I need output like this.
output = [[1,2,3],[c,4,r]]
is there any way to do this?
Upvotes: 5
Views: 11151
Reputation: 1724
I use the pandas function 'read_json' to interpret data structures stored as a string. In this example you can use typ = 'series' to interpret the structure as a pandas series and then change it back into a list:
input = "[[1,2,3],[4,5,6]]"
pd.read_json(input, typ = 'series').to_list()
However, for some reason it only works with numeric content, not with your example of a list containing numbers and characters.
Upvotes: 0
Reputation: 7862
if ast.literal_eval
is not sufficient and c
and r
are meant to be non-trivial data objects that should be interpreted, you might consider using asteval
(https://github.com/newville/asteval). It can handle evaluating python strings beyond literal strings, including its own symbol table, and avoiding many of the known exploits with using eval()
.
asteval
works like a sand-boxed mini-interpreter with a simple, flat namespace. You would have to add values for c
and r
to the asteval interpreter, but an example might be:
from asteval import Interpreter
aeval = Interpreter()
aeval('c = 299792458.0') # speed of light?
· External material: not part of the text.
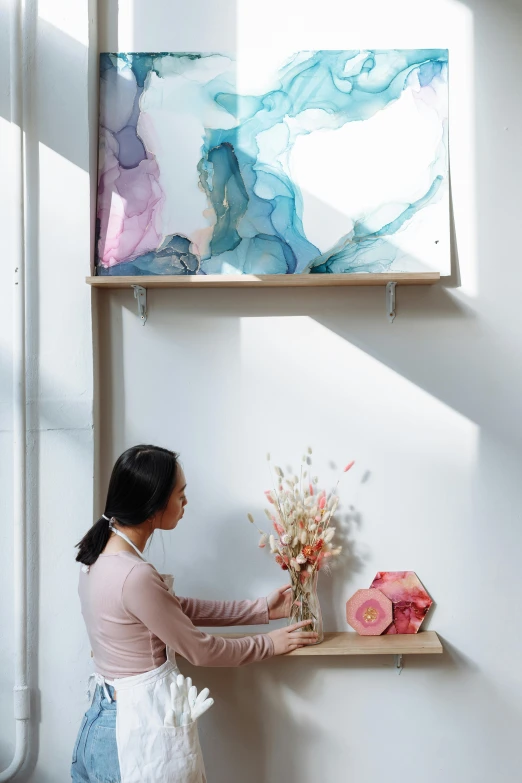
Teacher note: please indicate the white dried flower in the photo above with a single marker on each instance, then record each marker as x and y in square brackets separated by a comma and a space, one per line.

aeval('r = c/(2*pi)') # radius of a circle of circumference c?
# note that pi and many other numpy
# symbols and functions are built in
input_string = "[[1,2,3],[c,4,r]]"
out = aeval(input_string)
print(out)
which will give
[[1, 2, 3], [299792458.0, 4, 47713451.59236942]]
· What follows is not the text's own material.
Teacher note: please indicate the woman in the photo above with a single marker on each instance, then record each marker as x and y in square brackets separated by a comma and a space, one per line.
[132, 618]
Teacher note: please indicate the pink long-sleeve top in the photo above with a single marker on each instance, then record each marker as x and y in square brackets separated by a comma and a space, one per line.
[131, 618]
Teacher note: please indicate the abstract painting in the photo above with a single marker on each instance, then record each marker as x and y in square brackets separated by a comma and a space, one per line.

Alternatively, you could have set c
directly from Python with
aeval.symtable['c'] = 299792458.0
There are many known-to-be-unsafe things that asteval
refuses to do, but there are also many things it can do that ast.literal_eval
cannot. Of course, if you're accepting code from user input, you should be very careful.
Upvotes: 2
Reputation: 12689
Never use input as variable name , it's a keyword in python :
You can use numpy :
import numpy as np
user_input = "[[1,2,3],[c,4,r]]"
print(np.array(user_input))
output:
[[1,2,3],[c,4,r]]
Upvotes: -2
Reputation: 3926
Use ast module literal_eval method for a safer eval
import ast
input = "[[1,2,3],['c',4,'r']]"
output= ast.literal_eval(input)
print(output)
#[[1, 2, 3], ['c', 4, 'r']]
This code is tested in Python 3.6. It works even in 2.7 also.
Upvotes: 0
Reputation: 48672
Use ast.literal_eval
:
Python 2.7.10 (default, Jul 14 2015, 19:46:27)
[GCC 4.8.2] on linux
import ast
input = "[[1,2,3],['c',4,'r']]"
output = ast.literal_eval(input)
output
=> [[1, 2, 3], ['c', 4, 'r']]
If you actually meant for c
and r
to just be the current values of the variables c
and r
rather than the literals 'c'
and 'r'
, you'd need to use eval
, which is rather unsafe, but otherwise works the same way.